# Logging & Tracing

## 1. Introduction

A good sign of a production-ready library or tool is how well it handles operational aspects, such as:
- how good the errors are (error handling, error messages)
- how good the logging is
- does it have any tracing capabilities

While we've already seen some of the information generated by `dlt` when executing our pipelines (the `LoadInfo` object), we haven't yet discussed how to configure production-grade logging or tracing. In this notebook, we will cover these topics.

## 2. Logging

Logging is a critical aspect of any software system. It provides a way to track the execution of the system, and it's essential for debugging and monitoring.

`dlt` has a few configurations and ways of working related to logging. Let's look at them one by one.

### 2.1. Logging Configuration

To configure logging, set the `runtime.log_level` config in `config.toml`. Typically, setting this to `INFO` is a good starting point. Let's do that now (uncomment line 3 in `config.toml`) and see how it affects the output of a pipeline:

<div class="alert alert-block alert-info">
💡 We've removed load info from the output so that only the logging output is displayed.
</div>

In [None]:
import dlt


people = [
    {"id": "1", "name": "Warren Buffet", "country": "USA"},
    {"id": "2", "name": "Jack Ma", "country": "China"},
    {"id": "3", "name": "Rafal Brzoska", "country": "Poland"},
]

pipeline = dlt.pipeline(
    pipeline_name="dummy_source_to_duckdb",
    destination="duckdb",
    dataset_name="mydata",
)

load_info = pipeline.run(people, table_name="person")

### 2.2 Progress

Often times, it's very helpful to see how many resources (such as RAM and CPU) the pipeline is consuming.

While it's possible to track such information at the infrastructure level, depending on the setup, it might not always be possible to dig down to the pipeline level. Additioanally, it often requires setting up additional infrastructure tooling, such as Grafana.

Luckily, `dlt` provides very a simple way to track this information per-pipeline. All we have to do is specify the `progress` parameter in our pipeline definition. Let's see how it works:

In [None]:
import dlt


people = [
    {"id": "1", "name": "Warren Buffet", "country": "USA"},
    {"id": "2", "name": "Jack Ma", "country": "China"},
    {"id": "3", "name": "Rafal Brzoska", "country": "Poland"},
]

pipeline = dlt.pipeline(
    pipeline_name="dummy_source_to_duckdb",
    destination="duckdb",
    dataset_name="mydata",
    progress="log",  # NOTE: Add this line to see resource consumption in the logs.
)

load_info = pipeline.run(people, table_name="person")

### Bonus: the near-infinite customizability of `dlt`

As in many other places, here too we can dig deeper and configure the minute details of how the progress is displayed.
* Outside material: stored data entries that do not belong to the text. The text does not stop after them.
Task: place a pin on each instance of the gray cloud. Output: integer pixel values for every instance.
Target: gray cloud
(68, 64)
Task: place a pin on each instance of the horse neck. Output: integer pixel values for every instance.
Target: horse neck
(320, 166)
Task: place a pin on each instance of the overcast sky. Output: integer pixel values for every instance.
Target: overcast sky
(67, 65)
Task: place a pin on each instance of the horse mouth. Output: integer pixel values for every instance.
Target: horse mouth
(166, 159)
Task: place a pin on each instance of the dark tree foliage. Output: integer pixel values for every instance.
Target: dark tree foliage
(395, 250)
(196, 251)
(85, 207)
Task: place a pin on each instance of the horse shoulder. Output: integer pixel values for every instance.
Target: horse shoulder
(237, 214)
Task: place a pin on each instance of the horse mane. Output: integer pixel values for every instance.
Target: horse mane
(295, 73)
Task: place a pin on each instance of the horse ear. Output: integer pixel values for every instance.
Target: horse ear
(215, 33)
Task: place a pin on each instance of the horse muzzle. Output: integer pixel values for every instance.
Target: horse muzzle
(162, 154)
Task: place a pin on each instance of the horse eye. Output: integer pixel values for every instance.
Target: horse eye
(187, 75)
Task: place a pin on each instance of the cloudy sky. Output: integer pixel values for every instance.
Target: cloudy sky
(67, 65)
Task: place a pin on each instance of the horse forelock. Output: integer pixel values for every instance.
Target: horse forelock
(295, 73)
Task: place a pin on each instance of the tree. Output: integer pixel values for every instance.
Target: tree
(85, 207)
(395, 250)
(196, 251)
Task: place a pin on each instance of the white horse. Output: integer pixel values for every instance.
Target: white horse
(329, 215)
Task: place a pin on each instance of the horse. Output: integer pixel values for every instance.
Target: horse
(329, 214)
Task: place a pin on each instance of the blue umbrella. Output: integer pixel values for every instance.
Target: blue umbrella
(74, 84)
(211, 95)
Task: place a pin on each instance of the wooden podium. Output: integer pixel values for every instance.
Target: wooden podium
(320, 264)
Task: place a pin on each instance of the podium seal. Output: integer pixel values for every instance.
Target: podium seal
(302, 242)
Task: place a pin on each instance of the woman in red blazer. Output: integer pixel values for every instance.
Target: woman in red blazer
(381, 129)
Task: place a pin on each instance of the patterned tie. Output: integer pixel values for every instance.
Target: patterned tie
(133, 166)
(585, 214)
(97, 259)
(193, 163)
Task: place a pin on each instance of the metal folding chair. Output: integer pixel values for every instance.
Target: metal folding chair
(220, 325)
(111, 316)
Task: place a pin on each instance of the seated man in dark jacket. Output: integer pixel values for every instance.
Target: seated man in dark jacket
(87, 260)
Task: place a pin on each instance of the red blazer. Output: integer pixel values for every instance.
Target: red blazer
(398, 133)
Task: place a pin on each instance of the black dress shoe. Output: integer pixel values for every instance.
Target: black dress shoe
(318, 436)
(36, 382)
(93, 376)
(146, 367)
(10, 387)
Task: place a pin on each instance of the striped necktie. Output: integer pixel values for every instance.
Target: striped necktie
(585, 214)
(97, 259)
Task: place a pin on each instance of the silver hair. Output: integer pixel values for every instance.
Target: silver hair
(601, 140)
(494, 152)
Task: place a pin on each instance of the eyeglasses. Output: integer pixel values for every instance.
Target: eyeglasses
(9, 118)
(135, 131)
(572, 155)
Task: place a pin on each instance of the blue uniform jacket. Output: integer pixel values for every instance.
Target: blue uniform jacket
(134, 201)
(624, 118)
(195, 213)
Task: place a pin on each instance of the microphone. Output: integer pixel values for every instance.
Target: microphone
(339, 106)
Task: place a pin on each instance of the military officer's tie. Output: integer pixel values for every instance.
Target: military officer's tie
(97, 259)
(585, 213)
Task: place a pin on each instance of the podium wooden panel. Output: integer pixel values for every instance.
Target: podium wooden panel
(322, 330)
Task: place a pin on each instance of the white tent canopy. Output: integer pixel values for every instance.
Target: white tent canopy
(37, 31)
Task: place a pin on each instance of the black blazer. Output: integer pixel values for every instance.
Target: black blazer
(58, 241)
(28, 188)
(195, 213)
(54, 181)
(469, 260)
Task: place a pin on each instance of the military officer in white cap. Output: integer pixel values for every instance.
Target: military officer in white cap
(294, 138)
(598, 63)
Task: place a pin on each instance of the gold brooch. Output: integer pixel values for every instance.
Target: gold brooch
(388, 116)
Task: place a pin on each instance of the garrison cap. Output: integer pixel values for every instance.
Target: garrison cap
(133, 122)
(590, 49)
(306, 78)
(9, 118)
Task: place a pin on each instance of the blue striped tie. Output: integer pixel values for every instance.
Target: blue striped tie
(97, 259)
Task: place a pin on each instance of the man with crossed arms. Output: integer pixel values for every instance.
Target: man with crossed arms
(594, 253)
Besides being able to choose different display methods (eg. using Pyton's popular `tqdm` progress bar library), we can also better control the behavior of each method by using the relevant `dlt.progress` methods:

In [None]:
import dlt
from dlt.common import logger as dlt_logger
import logging


people = [
    {"id": "1", "name": "Warren Buffet", "country": "USA"},
    {"id": "2", "name": "Jack Ma", "country": "China"},
    {"id": "3", "name": "Rafal Brzoska", "country": "Poland"},
]

pipeline = dlt.pipeline(
    pipeline_name="dummy_source_to_duckdb",
    destination="duckdb",
    dataset_name="mydata",
    # NOTE: We change "log" (which uses default parameters to dlt.progress.log())
    # to `dlt.progress.log()` with our custom parameters.
    # NOTE 2: `log_period` is the *maximum* time between progress updates. In other
    # words, if a step takes shorter, dlt will ignore this value and still emit a
    # progress update.
    progress=dlt.progress.log(log_period=5, logger=dlt_logger.LOGGER, log_level=logging.DEBUG),
)

load_info = pipeline.run(people, table_name="person")
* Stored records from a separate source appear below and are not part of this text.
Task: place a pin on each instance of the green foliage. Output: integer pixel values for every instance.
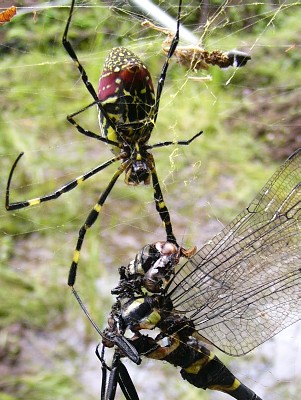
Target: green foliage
(40, 86)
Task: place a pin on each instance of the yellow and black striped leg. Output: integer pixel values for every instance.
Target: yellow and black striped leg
(86, 132)
(57, 193)
(68, 47)
(160, 204)
(90, 221)
(177, 142)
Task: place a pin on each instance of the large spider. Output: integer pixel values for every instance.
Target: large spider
(128, 110)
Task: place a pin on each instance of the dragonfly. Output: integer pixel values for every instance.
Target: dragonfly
(238, 291)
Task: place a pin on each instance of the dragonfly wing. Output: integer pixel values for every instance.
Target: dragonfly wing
(244, 285)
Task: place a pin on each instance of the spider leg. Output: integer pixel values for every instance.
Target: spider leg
(57, 193)
(87, 132)
(126, 384)
(90, 221)
(171, 51)
(177, 142)
(160, 204)
(68, 47)
(118, 374)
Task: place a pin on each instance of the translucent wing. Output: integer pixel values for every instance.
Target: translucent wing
(244, 285)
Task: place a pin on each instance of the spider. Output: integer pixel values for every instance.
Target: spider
(128, 110)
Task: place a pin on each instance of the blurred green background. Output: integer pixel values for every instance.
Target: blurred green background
(251, 122)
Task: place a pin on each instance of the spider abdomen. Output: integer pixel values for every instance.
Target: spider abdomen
(127, 95)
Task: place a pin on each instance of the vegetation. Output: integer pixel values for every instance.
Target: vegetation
(46, 344)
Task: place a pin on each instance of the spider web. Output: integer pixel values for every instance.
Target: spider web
(251, 121)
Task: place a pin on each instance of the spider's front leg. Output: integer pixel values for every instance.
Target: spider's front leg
(90, 221)
(160, 204)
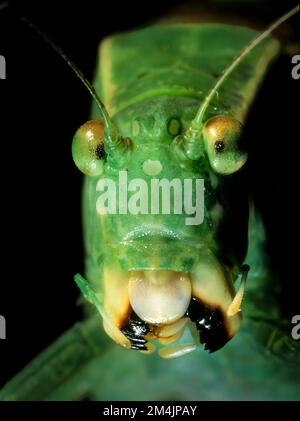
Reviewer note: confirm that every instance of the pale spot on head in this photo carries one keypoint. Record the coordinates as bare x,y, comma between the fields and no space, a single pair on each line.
174,127
152,167
135,128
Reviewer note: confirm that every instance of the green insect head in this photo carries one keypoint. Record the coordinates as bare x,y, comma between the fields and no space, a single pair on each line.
163,277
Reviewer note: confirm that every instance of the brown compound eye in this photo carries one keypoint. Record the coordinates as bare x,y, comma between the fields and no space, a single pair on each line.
222,143
88,147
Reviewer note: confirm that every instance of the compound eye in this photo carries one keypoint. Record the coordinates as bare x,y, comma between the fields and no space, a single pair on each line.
222,139
88,147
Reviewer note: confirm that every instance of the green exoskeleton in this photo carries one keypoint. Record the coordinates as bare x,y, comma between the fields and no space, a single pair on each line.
174,114
174,99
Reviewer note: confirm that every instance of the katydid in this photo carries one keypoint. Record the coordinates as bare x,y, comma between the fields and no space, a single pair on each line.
173,114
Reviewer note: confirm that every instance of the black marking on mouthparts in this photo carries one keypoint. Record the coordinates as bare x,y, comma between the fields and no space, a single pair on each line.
210,324
135,330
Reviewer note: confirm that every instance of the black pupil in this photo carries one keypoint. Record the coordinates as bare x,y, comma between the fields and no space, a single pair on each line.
219,146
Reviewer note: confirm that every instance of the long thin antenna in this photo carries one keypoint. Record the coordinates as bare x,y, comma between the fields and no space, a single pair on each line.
246,50
76,70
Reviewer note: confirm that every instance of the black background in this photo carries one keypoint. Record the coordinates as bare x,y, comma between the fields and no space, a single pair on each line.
42,105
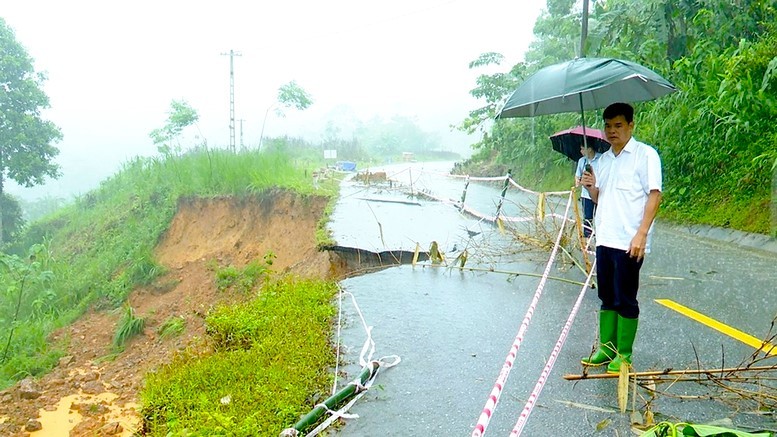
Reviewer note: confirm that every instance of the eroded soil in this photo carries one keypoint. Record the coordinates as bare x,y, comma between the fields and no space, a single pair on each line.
89,394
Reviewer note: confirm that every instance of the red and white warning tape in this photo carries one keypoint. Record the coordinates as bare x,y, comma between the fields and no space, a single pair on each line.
496,391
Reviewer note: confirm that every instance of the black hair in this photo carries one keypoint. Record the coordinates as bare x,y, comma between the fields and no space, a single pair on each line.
616,109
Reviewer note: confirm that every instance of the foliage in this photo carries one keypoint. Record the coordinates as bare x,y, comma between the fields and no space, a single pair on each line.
12,219
268,362
180,116
101,246
28,306
26,150
668,429
129,326
291,95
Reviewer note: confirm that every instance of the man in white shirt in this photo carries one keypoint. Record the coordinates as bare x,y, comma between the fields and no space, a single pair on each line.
626,186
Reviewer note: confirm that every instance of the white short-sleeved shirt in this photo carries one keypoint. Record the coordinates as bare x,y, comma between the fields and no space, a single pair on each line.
581,166
624,182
Notice how we lost all the progress logs? That's because we've set the logging level of those messages to `DEBUG`, and by default, Jupyter only displays `INFO` and higher logs. Go back to the pipeline and set logging level to `ERROR` instead, and you will see progress logs appear again.

<div class="alert alert-block alert-info">
💡 Software engineering tip
    <br>

   Using log levels allows us to better filter out different kinds of information, thus simplifying the debugging process.
</div>

Since we're not in a production setting, let's turn off the verbose logging before proceeding.

### 2.3 Pipeline run metadata

Besides tracking the execution of the pipeline itself, `dlt` is also produces metadata about each pipeline run. This is the metadata that we've been displaying throughout the lessons so far, stored in the `LoadInfo` object returned by `pipeline.run()`.

Since this information can also be useful for tracking or debugging purposes, it's a good idea to store it somewhere. One way to do this would be to simply log this information as part of the pipeline script. However, this has the downside of having to then parse logs in order to extract pipeine run statistics, such as  duration of the `normalize` step, etc.

What we can do instead is to load this information into a separate table in the destination:

In [None]:
import dlt


people = [
    {"id": "1", "name": "Warren Buffet", "country": "USA"},
    {"id": "2", "name": "Jack Ma", "country": "China"},
    {"id": "3", "name": "Rafal Brzoska", "country": "Poland"},
]

pipeline = dlt.pipeline(
    pipeline_name="dummy_source_to_duckdb",
    destination="duckdb",
    dataset_name="mydata",
)

load_info = pipeline.run(people, table_name="person")
pipeline.run([load_info], table_name="_load_info")

with pipeline.sql_client() as client:
    with client.execute_query("SELECT * FROM information_schema.tables") as cursor:
        data = cursor.df()

data

You can see that a few new tables have been created in the destination. Engineers can now use these tables for example to build analytics on pipeline execution*.

*Read on to learn how this could be extended with additional metadata from tracing.

## 3. Tracing

Tracing is a way to track the execution of a system across multiple components. It's especially useful in distributed systems, where a single request might be processed by multiple services.

Since this is an advanced concept, we will only briefly show how tracing information can be stored using `dlt`:

In [None]:
pipeline.run([pipeline.last_trace], table_name="_trace")

with pipeline.sql_client() as client:
    with client.execute_query("SELECT * FROM information_schema.tables") as cursor:
        data = cursor.df()

data

## Summary

In this lesson, we've learned:

- How to configure logging in `dlt`
- How to track progress of a pipeline and its resource use
- How to work with pipeline run metadata
- How to store tracing information